A reação do presidente da Câmara está documentada no ofício 1.073, do último dia 2. Nele, Chinaglia avisa ao presidente do STF, Gilmar Mendes, que não pretende cumprir o prazo para votar a lei. "Não é demais lembrar que a Câmara dos Deputados age no interesse da sociedade. Em razão disso, o povo, reunido em Assembléia Nacional Constituinte, outorgou-lhe a discricionariedade para participar da elaboração das normas jurídicas, atendendo aos critérios de oportunidade e conveniência política, determinados pela própria sociedade, legitimamente representada nas Casas do Congresso Nacional", disse.

No ofício, Chinaglia criticou a corte por ter notificado, em 3 de outubro de 2007, só os presidentes da República, Luiz Inácio Lula da Silva, e do Senado. Disse que, por isso, só em 7 de agosto deste ano, ao receber ofício de Garibaldi Alves (PMDB-RN), atual presidente do Senado, tomou conhecimento da decisão do STF. A Comissão de Constituição e Justiça (CCJ) do Senado já aprovou o projeto de lei que, após passar pelo plenário, irá para a Câmara.

Em discurso na Câmara no último dia 3, Ibsen Pinheiro (PMDB-RS) pôs mais combustível na crise.
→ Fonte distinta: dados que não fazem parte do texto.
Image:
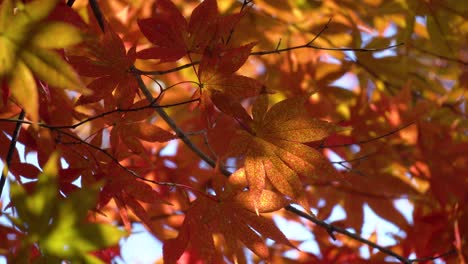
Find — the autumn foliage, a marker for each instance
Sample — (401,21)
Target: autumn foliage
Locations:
(207,121)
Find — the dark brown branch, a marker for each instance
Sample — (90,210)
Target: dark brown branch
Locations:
(443,255)
(184,137)
(308,45)
(118,110)
(332,229)
(11,150)
(179,132)
(276,50)
(368,140)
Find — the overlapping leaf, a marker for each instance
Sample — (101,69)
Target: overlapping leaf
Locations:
(227,214)
(107,59)
(25,41)
(273,149)
(57,224)
(174,37)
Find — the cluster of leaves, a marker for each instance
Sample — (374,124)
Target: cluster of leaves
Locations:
(265,93)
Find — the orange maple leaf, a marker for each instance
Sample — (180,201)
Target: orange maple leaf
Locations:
(174,37)
(274,154)
(108,60)
(226,213)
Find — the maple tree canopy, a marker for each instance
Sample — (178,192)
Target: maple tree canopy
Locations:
(208,122)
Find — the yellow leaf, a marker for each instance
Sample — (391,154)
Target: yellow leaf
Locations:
(56,35)
(48,66)
(23,88)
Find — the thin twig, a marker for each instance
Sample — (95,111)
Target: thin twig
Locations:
(11,150)
(179,132)
(118,110)
(331,229)
(184,137)
(260,53)
(367,140)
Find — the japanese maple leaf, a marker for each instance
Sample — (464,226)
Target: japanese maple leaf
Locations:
(27,43)
(273,149)
(229,214)
(217,75)
(107,60)
(174,37)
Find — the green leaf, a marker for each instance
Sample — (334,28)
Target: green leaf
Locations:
(23,89)
(71,238)
(56,35)
(6,14)
(36,209)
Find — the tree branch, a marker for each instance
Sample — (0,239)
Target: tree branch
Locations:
(330,228)
(11,150)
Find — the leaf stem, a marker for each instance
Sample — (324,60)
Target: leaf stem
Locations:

Ele leu o ofício e disse que a decisão do STF permite uma comparação: seria o mesmo que, num atraso do Judiciário, o Legislativo assumisse a demanda. Ibsen disse que as competências dos Poderes não se transferem, sob pena de ser quebrada regra do regime democrático. Para ele, é um erro supor-se que o STF deve assumir os vazios deixados pelo Legislativo. O prazo dado pelo STF ao Congresso para que vote a lei ocorreu na análise de ação direta de inconstitucionalidade movida pela Assembléia Legislativa de Mato Grosso do Sul. Nela, é questionada a demora do Legislativo em votar lei que trata da criação de municípios. As informações são do jornal O Estado de S. Paulo.